Como andaluces, clamamos contra esos dirigentes del PSOE principalmente por este expolio político del pueblo andaluz, por este desfalco alevoso del potencial de transformación social que atesorábamos en los inicios de la década de los años ochenta y nos impelía hacia un futuro mejor. Porque ese ha sido el capital más valioso del que hemos dispuesto en nuestra historia reciente. Saqueo más dañino para nuestro presente y para nuestro futuro que todos los casos de corrupción o que el clientelismo político que tanto se les reprocha, y con razón. Al desarmar la identidad política de los andaluces, nos han robado el proyecto, el ideal, el horizonte al que dirigirnos. No hay mayor estafa. Y como remate, en los últimos tiempos, Susana Díaz ha abierto la puerta de par en par a la de­recha y a la extrema derecha, alentando el españolismo carpetovetónico al grito de “a por ellos”. Por supuesto, “ellos” son los catalanes.

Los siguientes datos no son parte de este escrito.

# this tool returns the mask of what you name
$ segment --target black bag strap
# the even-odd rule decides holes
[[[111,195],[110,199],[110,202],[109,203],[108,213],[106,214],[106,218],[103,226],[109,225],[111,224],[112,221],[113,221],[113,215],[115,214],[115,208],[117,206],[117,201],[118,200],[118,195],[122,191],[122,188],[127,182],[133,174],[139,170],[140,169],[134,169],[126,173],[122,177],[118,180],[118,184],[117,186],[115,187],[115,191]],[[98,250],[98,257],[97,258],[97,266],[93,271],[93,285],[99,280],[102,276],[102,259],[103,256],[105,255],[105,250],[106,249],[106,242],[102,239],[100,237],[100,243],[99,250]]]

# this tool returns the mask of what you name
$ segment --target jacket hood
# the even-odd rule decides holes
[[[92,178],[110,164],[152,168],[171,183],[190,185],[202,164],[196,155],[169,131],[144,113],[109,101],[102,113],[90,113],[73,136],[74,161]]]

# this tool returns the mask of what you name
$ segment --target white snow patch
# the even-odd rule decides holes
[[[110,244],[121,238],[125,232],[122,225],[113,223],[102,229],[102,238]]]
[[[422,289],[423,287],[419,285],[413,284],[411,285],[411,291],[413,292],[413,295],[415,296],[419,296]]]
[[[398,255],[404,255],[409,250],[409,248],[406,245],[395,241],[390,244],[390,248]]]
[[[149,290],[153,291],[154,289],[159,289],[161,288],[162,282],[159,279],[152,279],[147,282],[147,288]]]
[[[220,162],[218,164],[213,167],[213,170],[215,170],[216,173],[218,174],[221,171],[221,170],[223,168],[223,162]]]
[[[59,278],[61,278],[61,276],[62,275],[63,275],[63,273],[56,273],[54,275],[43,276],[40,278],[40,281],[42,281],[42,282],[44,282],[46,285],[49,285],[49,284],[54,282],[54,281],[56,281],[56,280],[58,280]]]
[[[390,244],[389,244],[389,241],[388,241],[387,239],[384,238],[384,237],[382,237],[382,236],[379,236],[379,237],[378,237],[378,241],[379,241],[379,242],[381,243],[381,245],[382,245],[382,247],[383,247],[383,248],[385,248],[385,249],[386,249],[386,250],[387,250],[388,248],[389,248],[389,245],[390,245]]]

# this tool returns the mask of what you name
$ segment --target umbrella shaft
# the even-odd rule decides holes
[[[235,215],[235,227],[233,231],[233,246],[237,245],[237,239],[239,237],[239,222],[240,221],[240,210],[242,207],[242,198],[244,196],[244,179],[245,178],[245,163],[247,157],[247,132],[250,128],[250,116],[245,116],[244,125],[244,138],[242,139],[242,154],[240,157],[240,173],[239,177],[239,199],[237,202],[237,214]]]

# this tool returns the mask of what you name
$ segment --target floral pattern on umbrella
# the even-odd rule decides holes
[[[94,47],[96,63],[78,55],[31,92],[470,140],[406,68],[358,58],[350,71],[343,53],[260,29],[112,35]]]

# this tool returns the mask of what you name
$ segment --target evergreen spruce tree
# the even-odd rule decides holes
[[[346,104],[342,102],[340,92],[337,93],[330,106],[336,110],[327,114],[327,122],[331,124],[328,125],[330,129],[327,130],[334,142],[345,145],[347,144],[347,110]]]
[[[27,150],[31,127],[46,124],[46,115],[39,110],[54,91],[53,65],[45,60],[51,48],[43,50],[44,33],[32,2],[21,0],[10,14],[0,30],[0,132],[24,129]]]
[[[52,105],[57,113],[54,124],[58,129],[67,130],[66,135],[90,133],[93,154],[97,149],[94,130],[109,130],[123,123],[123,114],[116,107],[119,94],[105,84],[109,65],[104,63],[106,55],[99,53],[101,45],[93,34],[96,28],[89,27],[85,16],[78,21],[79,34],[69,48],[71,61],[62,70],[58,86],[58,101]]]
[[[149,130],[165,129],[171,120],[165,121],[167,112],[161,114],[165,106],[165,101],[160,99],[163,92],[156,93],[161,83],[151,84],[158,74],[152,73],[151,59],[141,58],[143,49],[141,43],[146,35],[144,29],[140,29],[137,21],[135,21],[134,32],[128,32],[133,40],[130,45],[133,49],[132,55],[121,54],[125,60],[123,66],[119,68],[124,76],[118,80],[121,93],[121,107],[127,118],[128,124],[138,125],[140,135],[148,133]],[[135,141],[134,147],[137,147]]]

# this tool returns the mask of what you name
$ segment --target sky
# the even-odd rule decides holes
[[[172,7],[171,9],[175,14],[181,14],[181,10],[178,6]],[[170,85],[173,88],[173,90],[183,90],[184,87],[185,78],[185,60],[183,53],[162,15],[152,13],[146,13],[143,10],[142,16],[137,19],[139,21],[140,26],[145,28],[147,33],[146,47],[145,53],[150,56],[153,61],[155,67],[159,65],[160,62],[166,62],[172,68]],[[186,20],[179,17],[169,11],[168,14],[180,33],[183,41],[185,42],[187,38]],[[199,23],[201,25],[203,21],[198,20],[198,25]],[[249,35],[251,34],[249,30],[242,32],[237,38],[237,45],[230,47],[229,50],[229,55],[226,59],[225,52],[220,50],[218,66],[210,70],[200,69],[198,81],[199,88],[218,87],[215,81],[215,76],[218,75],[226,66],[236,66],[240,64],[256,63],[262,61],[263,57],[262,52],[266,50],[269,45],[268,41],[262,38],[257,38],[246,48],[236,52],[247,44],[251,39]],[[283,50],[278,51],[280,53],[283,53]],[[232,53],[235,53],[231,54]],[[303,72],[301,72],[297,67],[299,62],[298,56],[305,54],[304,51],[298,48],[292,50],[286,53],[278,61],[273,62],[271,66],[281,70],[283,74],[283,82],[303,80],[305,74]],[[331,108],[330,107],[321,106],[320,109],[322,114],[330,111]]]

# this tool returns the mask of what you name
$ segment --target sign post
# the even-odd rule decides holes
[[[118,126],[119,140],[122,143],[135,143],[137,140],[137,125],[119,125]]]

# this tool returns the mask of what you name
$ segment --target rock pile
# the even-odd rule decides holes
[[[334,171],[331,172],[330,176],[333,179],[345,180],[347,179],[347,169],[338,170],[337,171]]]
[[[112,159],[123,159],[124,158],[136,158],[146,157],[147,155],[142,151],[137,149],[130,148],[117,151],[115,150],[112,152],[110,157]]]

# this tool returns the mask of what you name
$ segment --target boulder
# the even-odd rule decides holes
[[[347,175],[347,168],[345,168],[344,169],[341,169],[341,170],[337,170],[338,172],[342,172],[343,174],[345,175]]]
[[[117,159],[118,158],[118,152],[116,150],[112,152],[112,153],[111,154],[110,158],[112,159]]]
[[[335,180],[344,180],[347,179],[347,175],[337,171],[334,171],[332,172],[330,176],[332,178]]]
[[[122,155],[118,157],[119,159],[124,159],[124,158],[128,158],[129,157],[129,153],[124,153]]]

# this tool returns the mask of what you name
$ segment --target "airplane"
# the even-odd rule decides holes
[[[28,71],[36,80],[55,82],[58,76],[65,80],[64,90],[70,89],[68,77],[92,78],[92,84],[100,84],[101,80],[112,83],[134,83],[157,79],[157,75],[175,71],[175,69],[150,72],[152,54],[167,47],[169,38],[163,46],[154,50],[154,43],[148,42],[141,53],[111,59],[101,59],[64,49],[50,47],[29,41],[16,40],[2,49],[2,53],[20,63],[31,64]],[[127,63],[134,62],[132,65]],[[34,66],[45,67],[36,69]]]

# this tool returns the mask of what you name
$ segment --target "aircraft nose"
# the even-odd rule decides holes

¿Y ahora qué tenemos? Ahora, tenemos a una Andalucía que ni está ni se la espera en el debate sobre el reparto de los fondos Covid-19 de la UE para la reconstrucción. Una Andalucía que ni está ni se la espera en la palestra que perfile el futuro modelo territorial que necesariamente debe hacerse. Que no importa si quiere monarquía o república. Lo mismo que nadie va a defender los intereses de Andalucía en el futuro corredor mediterráneo o en cualquier otro foro donde se vaya a dilucidar el porvenir de los trabajadores, agricultores, industriales, comerciantes, estudiantes, profesores, sanitarios…, en definitiva, de los ocho millones de andaluces y andaluzas que habitamos esta hermosa y maltratada tierra. Y eso es así, sencillamente, porque Andalucía ha dejado de existir como sujeto político.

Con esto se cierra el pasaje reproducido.